Model

Detection Module

We adopted both deterministic ODE-based and stochastic Gillespie-based methods to optimize our parameters through repeated comparison between these two, and ultimately, to simulate the process of our bacteria detecting the psychoactive ingredient Δ9-THC as accurately as possible.

Degradation Module

Moreover, the deterministic ODE-based model for Degradation Module, was constructed and integrated into the Detection system since degradation of Δ9-THC starts once detection pathway is activated, and detection pathway is inactivated when Δ9-THC is low because of degradation.

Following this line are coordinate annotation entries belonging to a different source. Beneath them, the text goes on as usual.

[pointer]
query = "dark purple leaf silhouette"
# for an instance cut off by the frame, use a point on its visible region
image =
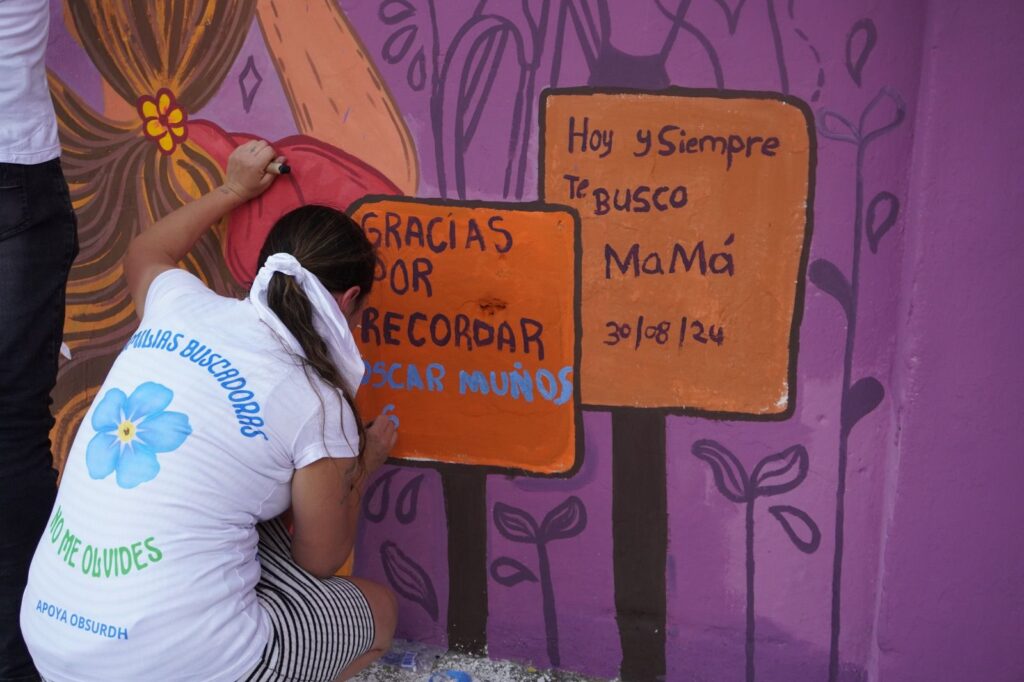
(566, 520)
(877, 227)
(404, 506)
(398, 43)
(514, 572)
(859, 44)
(834, 126)
(781, 472)
(731, 13)
(791, 518)
(826, 276)
(862, 397)
(516, 524)
(730, 477)
(376, 503)
(395, 11)
(416, 76)
(471, 67)
(882, 115)
(409, 579)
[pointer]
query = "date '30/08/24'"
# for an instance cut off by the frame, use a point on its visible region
(694, 331)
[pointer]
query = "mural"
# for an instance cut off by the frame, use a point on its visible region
(596, 222)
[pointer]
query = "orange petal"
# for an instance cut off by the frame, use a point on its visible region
(154, 128)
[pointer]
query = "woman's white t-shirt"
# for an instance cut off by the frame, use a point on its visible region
(147, 566)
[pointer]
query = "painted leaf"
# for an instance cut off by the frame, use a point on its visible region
(416, 76)
(883, 114)
(398, 43)
(731, 13)
(799, 525)
(510, 572)
(885, 205)
(826, 276)
(860, 400)
(730, 477)
(404, 506)
(409, 579)
(395, 11)
(566, 520)
(378, 497)
(834, 126)
(483, 58)
(515, 523)
(780, 472)
(859, 44)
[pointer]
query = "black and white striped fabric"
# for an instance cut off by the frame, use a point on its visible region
(318, 626)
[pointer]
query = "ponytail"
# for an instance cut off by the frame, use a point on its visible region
(290, 303)
(335, 250)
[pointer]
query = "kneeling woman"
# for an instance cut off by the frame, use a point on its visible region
(168, 555)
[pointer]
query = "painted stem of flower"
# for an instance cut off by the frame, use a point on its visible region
(548, 599)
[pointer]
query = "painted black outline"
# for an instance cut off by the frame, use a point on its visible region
(798, 308)
(577, 320)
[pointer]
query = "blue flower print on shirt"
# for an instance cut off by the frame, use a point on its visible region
(130, 430)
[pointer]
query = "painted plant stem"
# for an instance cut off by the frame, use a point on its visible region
(844, 436)
(548, 599)
(773, 475)
(566, 520)
(858, 398)
(751, 624)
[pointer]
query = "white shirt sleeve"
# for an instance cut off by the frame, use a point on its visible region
(173, 284)
(330, 431)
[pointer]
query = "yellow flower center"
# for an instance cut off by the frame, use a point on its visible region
(126, 432)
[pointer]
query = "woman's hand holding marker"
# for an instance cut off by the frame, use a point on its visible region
(252, 168)
(381, 436)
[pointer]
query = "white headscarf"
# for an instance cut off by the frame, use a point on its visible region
(328, 318)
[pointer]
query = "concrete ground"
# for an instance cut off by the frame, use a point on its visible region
(448, 667)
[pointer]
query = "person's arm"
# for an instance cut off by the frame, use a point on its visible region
(160, 246)
(326, 499)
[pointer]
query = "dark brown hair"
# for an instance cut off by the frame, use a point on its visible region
(333, 248)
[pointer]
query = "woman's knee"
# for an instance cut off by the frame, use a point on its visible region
(384, 606)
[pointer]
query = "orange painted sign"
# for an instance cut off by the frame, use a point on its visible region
(470, 332)
(695, 215)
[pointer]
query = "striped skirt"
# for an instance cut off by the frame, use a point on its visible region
(318, 626)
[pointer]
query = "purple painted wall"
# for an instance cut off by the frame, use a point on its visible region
(952, 598)
(905, 366)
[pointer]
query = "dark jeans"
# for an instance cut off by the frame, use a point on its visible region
(38, 243)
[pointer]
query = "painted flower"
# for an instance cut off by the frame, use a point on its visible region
(131, 430)
(163, 120)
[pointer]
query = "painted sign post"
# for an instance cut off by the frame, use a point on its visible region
(470, 339)
(695, 214)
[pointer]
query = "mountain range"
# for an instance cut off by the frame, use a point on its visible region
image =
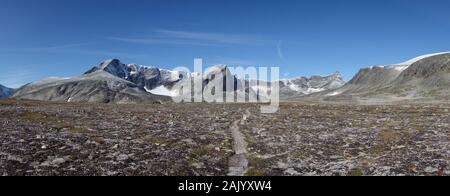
(112, 81)
(423, 78)
(5, 91)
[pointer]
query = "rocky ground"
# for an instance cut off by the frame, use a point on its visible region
(42, 138)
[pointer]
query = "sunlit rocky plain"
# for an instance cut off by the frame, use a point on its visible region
(50, 138)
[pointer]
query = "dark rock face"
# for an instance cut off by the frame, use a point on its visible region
(5, 91)
(98, 87)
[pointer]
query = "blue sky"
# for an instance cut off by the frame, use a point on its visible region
(44, 38)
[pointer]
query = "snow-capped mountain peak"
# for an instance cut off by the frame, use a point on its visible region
(5, 91)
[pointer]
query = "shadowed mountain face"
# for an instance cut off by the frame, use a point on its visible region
(304, 86)
(5, 91)
(99, 87)
(425, 78)
(115, 82)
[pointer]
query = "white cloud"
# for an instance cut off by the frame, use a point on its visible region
(193, 38)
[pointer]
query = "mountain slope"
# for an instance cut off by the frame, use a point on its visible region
(99, 87)
(304, 86)
(423, 78)
(5, 91)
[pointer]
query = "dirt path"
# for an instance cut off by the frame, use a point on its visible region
(238, 163)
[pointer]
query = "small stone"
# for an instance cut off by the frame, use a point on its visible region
(431, 170)
(122, 157)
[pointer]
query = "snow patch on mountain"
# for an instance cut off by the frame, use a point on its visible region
(419, 58)
(162, 90)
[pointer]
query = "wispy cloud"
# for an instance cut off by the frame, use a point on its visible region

And we managed to achieve great coherence between the 2 modules.

Suicide Module

We built a reaction-diffusion model incorporating spatial aspects to simulate and furthermore predict the process of intestinal arabinose diffusion and CcdB expression for the arabinose-induced pathway, and an ODE-based modified GFP model to fit and obtain the RBS efficiency and to estimate MazF threshold for the MazEF-mediated pathway based on data gained from experiment.

Quorum Sensing Module

Quorum sensing is a process of cell-cell communication that allows bacteria to share information about cell density and adjust gene expression accordingly. Quorum sensing bacteria produce and release chemical signal molecules called autoinducers that increase in concentration as a function of cell density. Here, E.coli uses acylated homoserine lactones (AHL) as autoinducers.

Throughout the modelling process, we are able to validate the feasibility of our whole project design, and further achieve an excellent interaction with biological experiment and mathematical model.